Investor News

Indian iron ore fines pile up

The latest report from Mining Weekly on the state of India's iron ore fines stockpiles shows the scope of the opportunity for our HydroMOR (formerly Matmor) process in India.

India has abundant iron ore reserves. The problem? Its ore is softer compared to the hard, high-grade lump ore Australia is known for. This creates a significant amount of fines.

The traditional iron-making method, the blast furnace, needs hard lumps of iron ore, high in Fe concentration (>62%), and high-quality metallurgical grade coal.

And while iron ore fines can be processed into pellets or briquettes, the cost of doing so is often a negative-sum game depending on the prevailing price and availability of high-quality lump ore. Right now, there are no buyers. India's iron ore fines are stranded.

As it stands, there are an estimated 150 million tonnes of low-grade fines stockpiled around India. Translated, that's ~90 million tonnes of iron, more than 15 years of Australia's current steel industry output.

This is where HydroMOR comes in.

HydroMOR takes iron ore fines, combines them with lignite via the Coldry process, and then reduces the iron ore to metallic iron in a unique low-temperature furnace.

The advantages?

  1. Liberating the vast 'above-ground ore body'
  2. Decoupling iron making from coking coal

This vast 'above-ground ore body' represents a sunk cost for miners, as well as taking up swathes of land for storage. HydroMOR facilitates the cost-effective liberation of this typically stranded resource.

Adding to this raw material cost advantage is the use of low-cost, abundant lignite instead of high-priced coking coal.

India relies significantly on imports of coking coal to supply its traditional blast furnaces. When commercialised, HydroMOR will allow India to decouple a portion of its iron-making industry from the coking coal market, diversifying its raw material supply options.

How is HydroMOR different?

We believe HydroMOR may be the most significant innovation in iron smelting in 300 years.

Since the advent of coke-based smelting by Abraham Darby in 1709, primary iron making has relied on high-quality coking coal as its reductant and heat source.

The traditional ironmaking route is driven by a carbon-based reaction. At the right temperature, the carbon from the coal 'takes' oxygen from the iron oxide, leaving the metallic iron, which is subsequently melted, refined and cast.

Technological advancement has seen increases in scale, process control, automation and quality. But the fundamental chemistry hasn't changed.

HydroMOR utilises a fundamentally different chemical pathway; hydrogen.

This allows a lower temperature process that results in lower capital and operating costs and lower CO2 intensity.

We're poised to scale up the HydroMOR process.

Given India's growth ambitions over the coming decades, the need for nation-building iron and steel products and the vast 'above ground ore body' of fines, HydroMOR could conceivably play an increasing role in helping India achieve her ambitions.
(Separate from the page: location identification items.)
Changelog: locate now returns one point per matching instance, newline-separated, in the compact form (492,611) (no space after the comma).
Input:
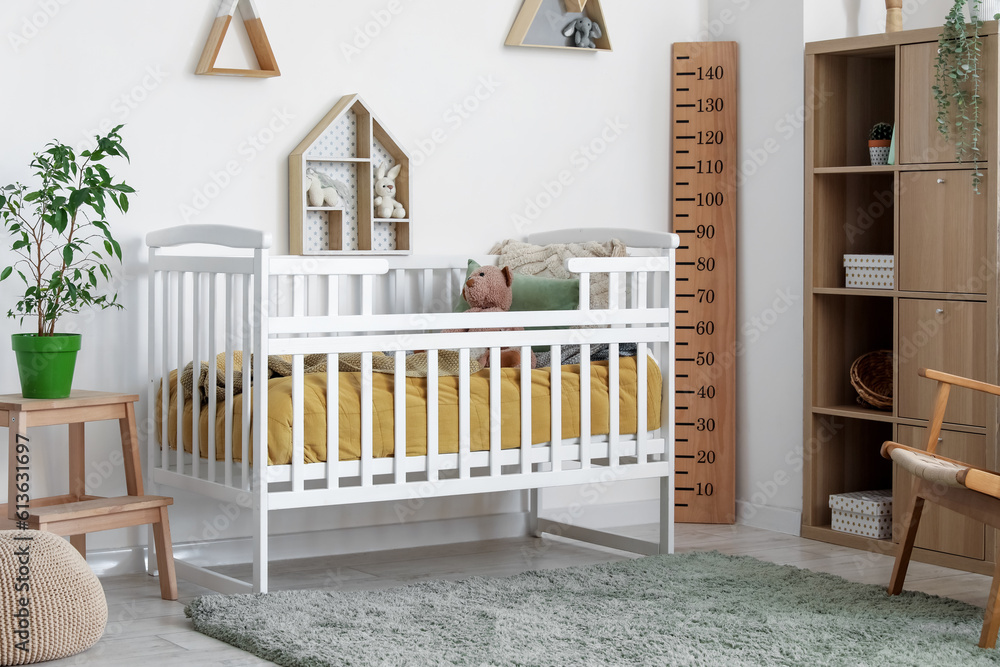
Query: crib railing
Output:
(204,306)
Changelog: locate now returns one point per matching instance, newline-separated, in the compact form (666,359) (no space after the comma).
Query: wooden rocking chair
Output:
(958,486)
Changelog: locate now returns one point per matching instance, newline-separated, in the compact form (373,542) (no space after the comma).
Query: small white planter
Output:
(987,9)
(879,151)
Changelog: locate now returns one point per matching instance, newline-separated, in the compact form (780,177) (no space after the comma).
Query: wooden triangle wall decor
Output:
(267,65)
(545,24)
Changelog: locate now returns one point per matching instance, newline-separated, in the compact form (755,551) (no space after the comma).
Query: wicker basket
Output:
(871,377)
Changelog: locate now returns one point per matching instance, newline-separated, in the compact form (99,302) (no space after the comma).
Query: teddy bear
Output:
(490,290)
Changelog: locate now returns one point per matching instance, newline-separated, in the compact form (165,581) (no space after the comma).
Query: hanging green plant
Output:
(957,84)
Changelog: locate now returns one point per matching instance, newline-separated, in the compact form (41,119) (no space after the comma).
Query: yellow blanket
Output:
(279,428)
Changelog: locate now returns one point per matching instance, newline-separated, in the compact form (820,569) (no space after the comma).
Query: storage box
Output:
(867,513)
(870,271)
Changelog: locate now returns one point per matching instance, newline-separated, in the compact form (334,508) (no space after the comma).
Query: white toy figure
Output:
(386,205)
(325,191)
Did we mention HydroMOR is also lower in CO2 intensity than the traditional blast furnace? This is also important in helping India achieve its Paris Climate Agreement commitments, helping balance growth and emissions intensity.

Read more...

Indian iron-ore production at 7-year high, but unsold low-grade stocks pile up

8 May 2018 | Mining Weekly | Ajoy K Das

Indian iron-ore production has touched a seven-year high of 210-million tons during 2017/18, but the industry is facing a piquant situation of a mounting stockpile of unsold carryover low-grade iron-ore lumps and fines. Official state-wide production figures are yet to be compiled for the last financial year, but mining industry representative bodies have estimated that total iron-ore and fines production to be 210-million tons, outstripping the 200-million tons achieved in 2011, prior to the Supreme Court’s clampdown on illegal mining.